The Sergei Magnitsky case shows just how dangerous things can get. Magnitsky, a lawyer for London-based Hermitage Capital Management Ltd. who alleged that Russian officials carried out a $230 million tax fraud, died in jail in November 2009.
After being denied medical care during almost a year in pre-trial detention on fabricated tax evasion charges, he was beaten to death, according to Russia's Presidential Council for the Development of Civil Society and Human Rights.
The only official to go on trial over Magnitsky's death, a prison doctor, was acquitted in December.
David Fuller's view I have friends and subscribers in Russia.
I enjoy Russian culture and have been to several receptions at Russia's London
Embassy with supporters from the superb London Philharmonic Orchestra. Mrs Fuller
helped to train psychoanalysts in Russia a few years ago, on a voluntary basis,
but fortunately no longer because government officials were wary and suspicious.

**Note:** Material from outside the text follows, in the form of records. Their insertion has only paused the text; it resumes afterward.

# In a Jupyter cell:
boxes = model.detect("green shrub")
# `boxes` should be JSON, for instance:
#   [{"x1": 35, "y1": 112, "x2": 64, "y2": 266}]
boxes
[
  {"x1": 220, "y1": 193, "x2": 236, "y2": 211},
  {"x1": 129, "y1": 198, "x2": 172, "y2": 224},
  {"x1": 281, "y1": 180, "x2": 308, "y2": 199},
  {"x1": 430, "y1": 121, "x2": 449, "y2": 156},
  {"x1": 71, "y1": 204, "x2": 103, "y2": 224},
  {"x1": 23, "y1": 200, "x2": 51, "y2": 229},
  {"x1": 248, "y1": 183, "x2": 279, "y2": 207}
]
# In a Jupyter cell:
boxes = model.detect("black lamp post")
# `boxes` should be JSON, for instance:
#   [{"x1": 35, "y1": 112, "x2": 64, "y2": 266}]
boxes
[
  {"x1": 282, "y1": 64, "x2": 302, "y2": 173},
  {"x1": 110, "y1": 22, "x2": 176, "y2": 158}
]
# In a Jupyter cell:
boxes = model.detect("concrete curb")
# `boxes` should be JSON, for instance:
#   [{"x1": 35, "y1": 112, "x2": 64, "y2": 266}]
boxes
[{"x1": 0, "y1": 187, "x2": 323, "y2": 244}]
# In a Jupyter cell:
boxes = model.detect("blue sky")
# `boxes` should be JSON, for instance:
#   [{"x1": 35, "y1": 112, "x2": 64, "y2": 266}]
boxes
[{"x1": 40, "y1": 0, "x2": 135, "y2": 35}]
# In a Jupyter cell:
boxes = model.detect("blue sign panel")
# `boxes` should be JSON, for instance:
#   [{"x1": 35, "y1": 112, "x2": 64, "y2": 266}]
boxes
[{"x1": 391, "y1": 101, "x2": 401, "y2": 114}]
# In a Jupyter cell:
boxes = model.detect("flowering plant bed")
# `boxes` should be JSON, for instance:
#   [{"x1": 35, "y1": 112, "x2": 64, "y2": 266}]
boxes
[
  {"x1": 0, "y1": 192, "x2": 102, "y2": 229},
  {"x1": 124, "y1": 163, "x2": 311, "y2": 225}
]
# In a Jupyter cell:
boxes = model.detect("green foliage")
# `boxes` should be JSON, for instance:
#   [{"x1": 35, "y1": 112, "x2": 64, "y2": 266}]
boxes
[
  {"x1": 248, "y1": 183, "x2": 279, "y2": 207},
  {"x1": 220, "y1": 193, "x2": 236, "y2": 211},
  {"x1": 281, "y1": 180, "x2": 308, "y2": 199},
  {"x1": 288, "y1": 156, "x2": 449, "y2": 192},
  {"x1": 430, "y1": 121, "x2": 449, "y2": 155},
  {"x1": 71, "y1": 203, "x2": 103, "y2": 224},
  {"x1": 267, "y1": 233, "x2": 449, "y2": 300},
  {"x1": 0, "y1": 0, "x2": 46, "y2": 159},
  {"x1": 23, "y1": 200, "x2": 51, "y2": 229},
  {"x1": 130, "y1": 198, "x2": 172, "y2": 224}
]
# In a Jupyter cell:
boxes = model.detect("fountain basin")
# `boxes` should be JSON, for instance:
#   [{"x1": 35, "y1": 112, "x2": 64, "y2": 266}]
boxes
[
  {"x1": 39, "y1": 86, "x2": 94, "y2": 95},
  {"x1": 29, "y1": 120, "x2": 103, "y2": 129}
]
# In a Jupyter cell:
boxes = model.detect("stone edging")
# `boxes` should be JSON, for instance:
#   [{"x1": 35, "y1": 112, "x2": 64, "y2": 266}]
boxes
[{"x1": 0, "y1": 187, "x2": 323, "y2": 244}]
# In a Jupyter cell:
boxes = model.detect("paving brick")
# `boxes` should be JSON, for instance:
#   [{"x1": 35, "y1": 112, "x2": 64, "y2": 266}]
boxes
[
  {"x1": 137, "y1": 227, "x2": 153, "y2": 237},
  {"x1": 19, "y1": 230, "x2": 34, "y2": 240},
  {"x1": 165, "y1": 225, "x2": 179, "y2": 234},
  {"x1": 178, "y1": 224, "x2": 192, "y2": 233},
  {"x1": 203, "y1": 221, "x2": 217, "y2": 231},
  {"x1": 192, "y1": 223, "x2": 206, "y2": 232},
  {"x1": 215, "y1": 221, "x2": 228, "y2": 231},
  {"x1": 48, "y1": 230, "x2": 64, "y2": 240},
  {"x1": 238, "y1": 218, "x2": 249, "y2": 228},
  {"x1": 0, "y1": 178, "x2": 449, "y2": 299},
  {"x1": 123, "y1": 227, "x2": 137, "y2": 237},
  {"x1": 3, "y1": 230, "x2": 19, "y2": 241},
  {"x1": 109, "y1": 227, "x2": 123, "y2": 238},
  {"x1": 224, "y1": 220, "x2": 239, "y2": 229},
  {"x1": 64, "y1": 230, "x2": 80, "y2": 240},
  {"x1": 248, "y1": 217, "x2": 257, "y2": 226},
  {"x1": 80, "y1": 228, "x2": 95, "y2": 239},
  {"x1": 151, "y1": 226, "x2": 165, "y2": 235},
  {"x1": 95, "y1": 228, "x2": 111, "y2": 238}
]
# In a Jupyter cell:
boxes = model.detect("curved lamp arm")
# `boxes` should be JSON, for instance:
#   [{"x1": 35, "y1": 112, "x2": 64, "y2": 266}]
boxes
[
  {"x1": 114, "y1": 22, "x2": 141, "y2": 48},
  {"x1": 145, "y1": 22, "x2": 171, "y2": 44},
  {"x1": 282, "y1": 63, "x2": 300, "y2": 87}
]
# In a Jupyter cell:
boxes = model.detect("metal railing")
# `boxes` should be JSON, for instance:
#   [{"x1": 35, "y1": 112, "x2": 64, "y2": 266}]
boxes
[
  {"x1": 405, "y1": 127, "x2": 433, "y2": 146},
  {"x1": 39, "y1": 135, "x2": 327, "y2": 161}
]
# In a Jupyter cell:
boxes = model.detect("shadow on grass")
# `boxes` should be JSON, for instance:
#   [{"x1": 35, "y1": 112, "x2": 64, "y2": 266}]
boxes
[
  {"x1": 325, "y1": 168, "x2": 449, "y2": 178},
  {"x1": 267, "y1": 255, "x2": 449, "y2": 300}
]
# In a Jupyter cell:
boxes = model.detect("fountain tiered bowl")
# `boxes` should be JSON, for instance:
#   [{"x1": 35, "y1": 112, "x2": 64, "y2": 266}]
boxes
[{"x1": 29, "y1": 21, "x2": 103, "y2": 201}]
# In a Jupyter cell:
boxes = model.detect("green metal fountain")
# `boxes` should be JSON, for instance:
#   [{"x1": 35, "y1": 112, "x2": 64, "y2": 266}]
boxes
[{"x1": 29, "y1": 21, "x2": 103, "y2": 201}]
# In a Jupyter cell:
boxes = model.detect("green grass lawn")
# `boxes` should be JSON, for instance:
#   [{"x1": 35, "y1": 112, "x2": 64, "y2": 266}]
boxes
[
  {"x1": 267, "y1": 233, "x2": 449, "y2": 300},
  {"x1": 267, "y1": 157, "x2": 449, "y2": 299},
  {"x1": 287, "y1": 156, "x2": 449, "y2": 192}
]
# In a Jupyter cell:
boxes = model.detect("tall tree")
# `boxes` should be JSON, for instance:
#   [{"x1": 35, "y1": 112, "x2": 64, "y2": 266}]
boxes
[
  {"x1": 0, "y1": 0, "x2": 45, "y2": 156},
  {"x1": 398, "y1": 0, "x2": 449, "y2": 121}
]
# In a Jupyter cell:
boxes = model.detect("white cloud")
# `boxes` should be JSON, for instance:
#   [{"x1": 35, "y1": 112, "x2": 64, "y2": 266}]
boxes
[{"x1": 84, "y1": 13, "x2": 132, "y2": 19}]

I am also asked about investing in Russia from time to time.
The valuations
are certainly attractive with an historic PER of 6 and a Yield of 3.65% on the
RTSI$, so why is this Index underperforming?
We could
say that it is performing like a commodity index, which is partly true. However,
it is the 'Parasitic Bureaucracy' point that most concerns me. You can thank
Vladimir Putin for that and he still holds most of the reins.